É importante não apenas estar constantemente vigilante sobre as próprias condutas, como estar pronto para enfrentar e combater as condutas discriminatórias de outros profissionais e da população em geral. Conceitos como “transmissão criminosa” (em que supostamente uma pessoa infectada transmite intencionalmente o vírus para outras pessoas), “grupos de risco”, “doença pecaminosa”, devem ser desmistificados e esclarecidos, a fim de garantir a integridade e a dignidade da pessoa humana para as PVHIV/AIDS. 
 
BIBLIOGRAFIA
Diretrizes para implementação da rede de cuidados em IST/HIV/AIDS – Manual de Prevenção CRT – DST/AIDS. CCD., Secretaria de Estado da Saúde de São Paulo, 2017.

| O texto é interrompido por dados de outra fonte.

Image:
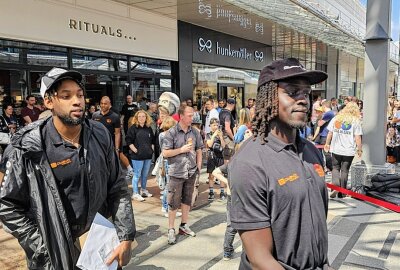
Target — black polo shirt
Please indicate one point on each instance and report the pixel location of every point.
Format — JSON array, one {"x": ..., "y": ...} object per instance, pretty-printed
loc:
[
  {"x": 274, "y": 186},
  {"x": 110, "y": 120},
  {"x": 128, "y": 110},
  {"x": 69, "y": 169}
]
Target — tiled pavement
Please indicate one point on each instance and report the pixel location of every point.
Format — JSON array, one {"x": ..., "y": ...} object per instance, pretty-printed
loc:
[{"x": 361, "y": 236}]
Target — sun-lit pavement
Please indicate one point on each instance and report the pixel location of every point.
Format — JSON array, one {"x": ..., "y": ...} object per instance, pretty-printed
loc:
[{"x": 361, "y": 236}]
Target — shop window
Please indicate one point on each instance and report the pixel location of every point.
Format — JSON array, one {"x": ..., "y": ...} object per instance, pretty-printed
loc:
[
  {"x": 91, "y": 60},
  {"x": 9, "y": 52},
  {"x": 221, "y": 82},
  {"x": 99, "y": 85},
  {"x": 47, "y": 55},
  {"x": 150, "y": 66}
]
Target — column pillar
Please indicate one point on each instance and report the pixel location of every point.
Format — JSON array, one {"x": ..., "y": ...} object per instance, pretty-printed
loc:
[{"x": 376, "y": 80}]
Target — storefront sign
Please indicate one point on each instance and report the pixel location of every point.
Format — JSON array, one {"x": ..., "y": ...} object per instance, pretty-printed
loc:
[
  {"x": 90, "y": 24},
  {"x": 210, "y": 10},
  {"x": 210, "y": 47}
]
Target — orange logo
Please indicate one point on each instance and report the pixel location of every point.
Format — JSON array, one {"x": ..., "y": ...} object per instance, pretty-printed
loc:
[
  {"x": 318, "y": 168},
  {"x": 290, "y": 178},
  {"x": 60, "y": 163}
]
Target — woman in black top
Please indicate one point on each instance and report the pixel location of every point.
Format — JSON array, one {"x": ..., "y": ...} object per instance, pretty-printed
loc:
[
  {"x": 140, "y": 139},
  {"x": 8, "y": 122}
]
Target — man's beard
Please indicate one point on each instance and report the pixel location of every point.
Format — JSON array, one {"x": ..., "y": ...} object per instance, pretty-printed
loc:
[
  {"x": 297, "y": 124},
  {"x": 69, "y": 121}
]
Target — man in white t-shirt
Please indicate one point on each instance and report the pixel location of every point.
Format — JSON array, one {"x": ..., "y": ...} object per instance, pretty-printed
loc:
[
  {"x": 211, "y": 113},
  {"x": 343, "y": 141}
]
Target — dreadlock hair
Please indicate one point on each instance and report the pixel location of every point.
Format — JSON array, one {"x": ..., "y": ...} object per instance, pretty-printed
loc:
[{"x": 266, "y": 110}]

PARKER, R. Introdução. AIDS, a tercei¬ra epidemia: ensaios e tentativas. 2ª ed. Rio de Janeiro: ABIA, 2018. Disponível em: <http://abiaids.org.br/wp-content/uploads/2018/12/ aids_a_terceira_epidemia_web.pdf>

COMISSÃO NACIONAL SOBRE OS DETERMINANTES SOCIAIS DA SAÚDE (CNDSS). Carta aberta aos candidatos à Presidência da República. Setembro de 2006. Disponível em: www.determinantes.fiocruz.br.    

Lei nº 12.984, de 2 de julho de 2014. De¬fine o crime de discriminação dos portadores do vírus da imunodeficiência humana (HIV) e doentes de Aids. Portal da Câmara dos Depu-tados.  Disponível em: <bit.ly/2D0k2Xf>.